18 julio 2011

Veintiocho

Mientras el Turco no paraba de preguntarme cómo era eso de que me iba mañana, yo no podía dejar de pensar en el viejo. Y ahora ya no era sólo la incredulidad de su fuga, sino su relación con mi abuela.

Me fui a la cama sin ganas, no tenía ni un poco de sueño, pero prefería tener al Turco alejado. Me puse a recordar en todas las ocasiones en que los vi juntos al viejo y mi abuela. No eran muchas. Y sí, solía ser amable con ella, aunque no de una forma que llamara mucho la atención por lo visto. No existía en mi cabeza evidencia alguna de que hubiera pasado algo entre ellos. Pero, ¿por qué tenía una foto de mi abuela en el aparador? ¿Habría estado enamorado de ella en secreto? Pero, entonces, ¿por qué en el aparador a la vista de cualquiera? Tampoco era de tener muchas visitas. De hecho, no tenía visitas. Nunca. Tal vez por eso no le importaba tenerla a la vista. Podría tener un busto de ella en la cocina que nadie lo notaría. Pero no dejaba de ser extraño. Era tarde y al día siguiente me iría no sabía hacia dónde. Pero no dejaba de ser extraño.

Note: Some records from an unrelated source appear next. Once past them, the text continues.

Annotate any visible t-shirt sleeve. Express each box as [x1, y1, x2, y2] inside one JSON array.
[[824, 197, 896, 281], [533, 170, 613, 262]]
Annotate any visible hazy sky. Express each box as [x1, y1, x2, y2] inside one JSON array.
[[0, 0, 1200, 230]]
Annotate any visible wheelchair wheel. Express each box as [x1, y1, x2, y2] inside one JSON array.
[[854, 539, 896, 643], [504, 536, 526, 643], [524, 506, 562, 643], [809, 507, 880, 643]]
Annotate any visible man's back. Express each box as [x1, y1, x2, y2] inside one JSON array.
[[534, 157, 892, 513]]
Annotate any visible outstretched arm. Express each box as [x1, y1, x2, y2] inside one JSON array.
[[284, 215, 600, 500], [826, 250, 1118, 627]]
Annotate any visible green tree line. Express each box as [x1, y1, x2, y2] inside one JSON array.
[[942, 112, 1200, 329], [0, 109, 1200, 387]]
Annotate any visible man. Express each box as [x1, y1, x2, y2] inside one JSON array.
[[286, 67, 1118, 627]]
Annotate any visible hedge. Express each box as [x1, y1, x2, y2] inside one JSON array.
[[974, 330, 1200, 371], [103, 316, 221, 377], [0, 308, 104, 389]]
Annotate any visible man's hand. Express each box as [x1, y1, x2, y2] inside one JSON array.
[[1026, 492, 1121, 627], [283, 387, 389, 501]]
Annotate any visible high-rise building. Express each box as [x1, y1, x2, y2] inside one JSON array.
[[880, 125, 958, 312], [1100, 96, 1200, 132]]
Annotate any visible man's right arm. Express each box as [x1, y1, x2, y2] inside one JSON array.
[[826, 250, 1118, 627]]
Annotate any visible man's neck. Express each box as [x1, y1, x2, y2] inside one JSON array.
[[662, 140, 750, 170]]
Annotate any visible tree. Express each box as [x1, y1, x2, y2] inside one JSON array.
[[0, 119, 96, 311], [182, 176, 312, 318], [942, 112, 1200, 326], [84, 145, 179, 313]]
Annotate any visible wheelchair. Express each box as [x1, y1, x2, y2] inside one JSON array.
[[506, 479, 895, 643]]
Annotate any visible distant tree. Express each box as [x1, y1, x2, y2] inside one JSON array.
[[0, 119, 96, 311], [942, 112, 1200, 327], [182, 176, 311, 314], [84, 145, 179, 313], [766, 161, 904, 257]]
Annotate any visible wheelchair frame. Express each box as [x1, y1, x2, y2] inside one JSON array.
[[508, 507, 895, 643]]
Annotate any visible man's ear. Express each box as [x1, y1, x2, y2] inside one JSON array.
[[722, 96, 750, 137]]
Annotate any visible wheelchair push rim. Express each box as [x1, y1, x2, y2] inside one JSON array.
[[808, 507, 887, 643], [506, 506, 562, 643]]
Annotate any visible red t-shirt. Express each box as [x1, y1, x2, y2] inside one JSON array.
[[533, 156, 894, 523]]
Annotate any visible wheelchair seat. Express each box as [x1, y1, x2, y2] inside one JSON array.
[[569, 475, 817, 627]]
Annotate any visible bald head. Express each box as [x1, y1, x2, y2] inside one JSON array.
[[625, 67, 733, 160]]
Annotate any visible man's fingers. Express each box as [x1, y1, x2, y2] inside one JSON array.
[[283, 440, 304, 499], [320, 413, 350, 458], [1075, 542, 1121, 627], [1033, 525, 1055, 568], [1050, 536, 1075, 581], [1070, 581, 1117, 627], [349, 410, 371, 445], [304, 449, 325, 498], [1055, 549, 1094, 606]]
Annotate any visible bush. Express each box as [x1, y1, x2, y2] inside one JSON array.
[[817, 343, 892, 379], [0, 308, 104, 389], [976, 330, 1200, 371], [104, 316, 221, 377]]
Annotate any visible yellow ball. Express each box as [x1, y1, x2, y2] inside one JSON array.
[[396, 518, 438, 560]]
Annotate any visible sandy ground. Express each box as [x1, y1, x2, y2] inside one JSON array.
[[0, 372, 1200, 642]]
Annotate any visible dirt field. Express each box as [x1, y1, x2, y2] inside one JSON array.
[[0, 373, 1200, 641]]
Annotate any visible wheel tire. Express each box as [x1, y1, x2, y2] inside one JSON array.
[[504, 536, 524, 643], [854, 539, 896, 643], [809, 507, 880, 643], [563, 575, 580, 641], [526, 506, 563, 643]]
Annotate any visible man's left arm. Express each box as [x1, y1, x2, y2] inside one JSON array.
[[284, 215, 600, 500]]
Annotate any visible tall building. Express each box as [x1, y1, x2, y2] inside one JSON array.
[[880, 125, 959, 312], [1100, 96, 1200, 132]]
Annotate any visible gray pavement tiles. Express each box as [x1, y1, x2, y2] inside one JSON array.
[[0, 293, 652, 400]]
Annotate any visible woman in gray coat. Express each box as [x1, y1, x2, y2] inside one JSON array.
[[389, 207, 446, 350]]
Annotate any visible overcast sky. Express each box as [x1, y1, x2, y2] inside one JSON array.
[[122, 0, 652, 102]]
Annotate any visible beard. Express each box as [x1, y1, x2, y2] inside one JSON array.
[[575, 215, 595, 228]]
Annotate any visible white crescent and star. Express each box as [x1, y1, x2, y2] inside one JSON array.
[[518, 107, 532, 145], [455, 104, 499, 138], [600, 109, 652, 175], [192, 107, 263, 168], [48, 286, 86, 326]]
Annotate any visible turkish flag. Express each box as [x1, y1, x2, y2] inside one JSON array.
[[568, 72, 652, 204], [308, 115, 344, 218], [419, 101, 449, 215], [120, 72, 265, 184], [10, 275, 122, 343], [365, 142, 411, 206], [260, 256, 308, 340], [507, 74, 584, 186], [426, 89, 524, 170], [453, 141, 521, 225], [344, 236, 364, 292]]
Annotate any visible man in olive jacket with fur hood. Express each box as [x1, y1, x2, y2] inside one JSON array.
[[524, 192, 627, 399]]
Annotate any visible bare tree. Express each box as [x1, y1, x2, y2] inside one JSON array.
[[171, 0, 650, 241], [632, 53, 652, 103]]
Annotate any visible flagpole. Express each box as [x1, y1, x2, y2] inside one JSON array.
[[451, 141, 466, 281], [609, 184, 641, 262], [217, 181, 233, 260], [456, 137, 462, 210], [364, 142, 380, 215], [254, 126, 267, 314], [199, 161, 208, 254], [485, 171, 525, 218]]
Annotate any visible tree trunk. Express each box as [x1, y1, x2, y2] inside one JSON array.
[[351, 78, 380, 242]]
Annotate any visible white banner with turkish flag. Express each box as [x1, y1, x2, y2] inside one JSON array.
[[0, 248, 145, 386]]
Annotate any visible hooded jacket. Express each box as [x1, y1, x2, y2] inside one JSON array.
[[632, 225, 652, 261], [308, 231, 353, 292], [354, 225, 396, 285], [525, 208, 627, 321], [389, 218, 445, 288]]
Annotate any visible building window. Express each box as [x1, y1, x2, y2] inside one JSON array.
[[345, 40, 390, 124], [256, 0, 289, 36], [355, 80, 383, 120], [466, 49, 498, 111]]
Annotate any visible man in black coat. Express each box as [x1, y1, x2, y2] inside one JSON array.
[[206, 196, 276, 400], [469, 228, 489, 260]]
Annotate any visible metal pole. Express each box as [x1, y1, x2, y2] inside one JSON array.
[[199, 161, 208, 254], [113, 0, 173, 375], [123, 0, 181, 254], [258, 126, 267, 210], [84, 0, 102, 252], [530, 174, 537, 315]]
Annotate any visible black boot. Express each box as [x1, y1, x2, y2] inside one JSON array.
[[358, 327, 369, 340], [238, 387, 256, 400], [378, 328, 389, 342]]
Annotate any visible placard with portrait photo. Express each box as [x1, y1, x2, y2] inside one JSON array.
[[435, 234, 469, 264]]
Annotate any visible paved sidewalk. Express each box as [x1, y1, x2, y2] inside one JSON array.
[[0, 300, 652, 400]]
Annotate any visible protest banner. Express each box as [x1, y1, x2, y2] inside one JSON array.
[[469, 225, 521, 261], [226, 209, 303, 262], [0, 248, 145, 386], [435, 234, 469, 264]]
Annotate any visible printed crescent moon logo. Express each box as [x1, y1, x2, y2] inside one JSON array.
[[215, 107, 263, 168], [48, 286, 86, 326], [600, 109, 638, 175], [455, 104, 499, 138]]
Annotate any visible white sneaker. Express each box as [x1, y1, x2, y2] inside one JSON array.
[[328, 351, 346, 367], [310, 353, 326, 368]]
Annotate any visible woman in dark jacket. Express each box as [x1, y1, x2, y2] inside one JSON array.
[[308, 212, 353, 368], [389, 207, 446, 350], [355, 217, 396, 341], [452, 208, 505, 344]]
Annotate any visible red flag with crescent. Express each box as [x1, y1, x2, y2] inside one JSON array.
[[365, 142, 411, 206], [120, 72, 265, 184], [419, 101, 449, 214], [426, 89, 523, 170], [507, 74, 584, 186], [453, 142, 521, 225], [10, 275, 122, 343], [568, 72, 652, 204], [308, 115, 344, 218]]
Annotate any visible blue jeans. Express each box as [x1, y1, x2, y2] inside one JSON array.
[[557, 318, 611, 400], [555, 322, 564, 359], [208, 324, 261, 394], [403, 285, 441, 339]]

Entonces creí escuchar algo. Entonces estuve segura de escuchar algo. Me levanté de la cama y fui hasta la puerta de entrada. Acerqué el oído. Acerqué el oído un poco más. Y otro poco más. Y más y más. Pero nada. Así que abrí la puerta de golpe, y ahí estaba Néstor Iribarne, el viejo. Tenía puesto un gorro de lana negro y unas zapatillas deportivas. Suspiré largamente y fui a abrazarlo. Le pregunté dónde había estado, pero su mecedora comenzó a moverse frenéticamente y no pude más que dejarme arrastrar hacia atrás, hasta chocar contra mi propio colchón.

En ese momento el sol estaba muy arriba, pero preferí seguir durmiendo.